I say, "Good Job!" :)
 
Besides points already well made, there you are scoping out potheads on the far side of the park when a thug on the near side comes up behind you, applies blunt force to your head and goes to pawnshop with nice camera. Find a nicer park. If you're sitting in your car doing camera surveillance always be alert for the banana in the tailpipe too. ;)
 
good Lord...did you actually SEE them smoking dope? Doesn't sound like it. :rolleyes:

If what you described is your idea of a bad neighborhood, then you should move to river park.

I ware hoodies and jeans because they are the most comfortable and utilitarian clothing, and are suitable for all but the hottest months of the year. Most of them are in earth tones (black and brown.) because those are my favorite colors. If you saw me in the park talking to my friends you would probably be thinking that I'm a "gangster" too.

Situational awareness and racism/classism are NOT THE SAME THING. :rolleyes: you may say your being diligent and keeping an eye out for "bad guys", but HOW DO YOU KNOW WHAT A "BAD GUT" LOOKS LIKE? Your racist and classist pre-conceptions and biases? :confused: WRONG. Behavior and posturing are what you use to determine a persons intentions, NOT clothing, age, or skin color.

Child abductors and molletsers don't dress like gangsters. they are quite often described by their neighbors as people they never imagined would do such a thing.

Iv baby sited for multiple children before, and taken them to parks.
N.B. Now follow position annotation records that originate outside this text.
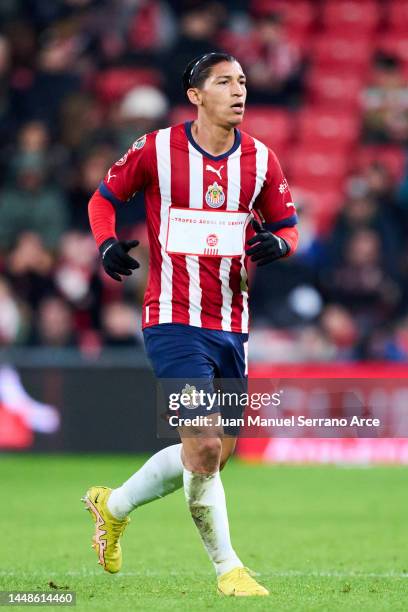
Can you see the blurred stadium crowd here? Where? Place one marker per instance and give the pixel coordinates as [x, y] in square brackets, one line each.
[327, 90]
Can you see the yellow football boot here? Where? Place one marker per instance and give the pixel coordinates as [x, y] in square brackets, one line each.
[108, 529]
[239, 583]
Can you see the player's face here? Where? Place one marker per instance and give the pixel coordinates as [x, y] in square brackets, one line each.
[223, 94]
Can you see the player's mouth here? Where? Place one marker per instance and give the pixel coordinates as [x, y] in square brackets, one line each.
[238, 108]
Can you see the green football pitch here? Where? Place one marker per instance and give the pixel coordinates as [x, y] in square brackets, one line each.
[321, 538]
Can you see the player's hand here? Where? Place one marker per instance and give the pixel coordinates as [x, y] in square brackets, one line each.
[115, 258]
[267, 247]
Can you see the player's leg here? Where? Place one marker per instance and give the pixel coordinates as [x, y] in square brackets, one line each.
[202, 455]
[205, 497]
[161, 475]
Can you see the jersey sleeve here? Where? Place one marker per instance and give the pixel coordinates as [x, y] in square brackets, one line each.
[274, 202]
[131, 173]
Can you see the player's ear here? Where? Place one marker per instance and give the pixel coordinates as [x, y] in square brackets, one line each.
[194, 96]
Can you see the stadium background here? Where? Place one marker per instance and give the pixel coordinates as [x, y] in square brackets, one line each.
[80, 81]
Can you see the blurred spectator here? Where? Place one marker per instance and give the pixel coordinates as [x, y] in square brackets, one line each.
[32, 204]
[141, 111]
[81, 80]
[340, 330]
[362, 212]
[8, 118]
[273, 64]
[361, 283]
[119, 321]
[55, 324]
[77, 278]
[198, 29]
[29, 269]
[91, 170]
[385, 102]
[13, 324]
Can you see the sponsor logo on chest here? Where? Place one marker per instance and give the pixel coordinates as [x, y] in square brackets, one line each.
[215, 196]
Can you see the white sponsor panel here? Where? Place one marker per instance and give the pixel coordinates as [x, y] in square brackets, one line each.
[206, 232]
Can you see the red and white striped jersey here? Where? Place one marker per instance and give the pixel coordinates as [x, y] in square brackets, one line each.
[198, 207]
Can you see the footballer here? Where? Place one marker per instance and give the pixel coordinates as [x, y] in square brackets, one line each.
[215, 197]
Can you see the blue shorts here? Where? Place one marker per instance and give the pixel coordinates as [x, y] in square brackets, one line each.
[209, 359]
You stay close to your kids, and set up a mental perimeter. casually look around often. If anyone enters the comfort zone you have set up, you get between them and the kid. if they ignore you or continue, you warn them. If they still don't listen, you use over-whelming force. You do this for EVERYONE.

This way, you actually take care of the children instead of expending your energies on surveillance of "gangsters" who are minding their own dang business. If they are, you should too. on the OFF chance they are real gangsters, and they see you photographing their meeting in the park, you could end up with a bullet in your head quite easily. Leave them alone and don't be stupid.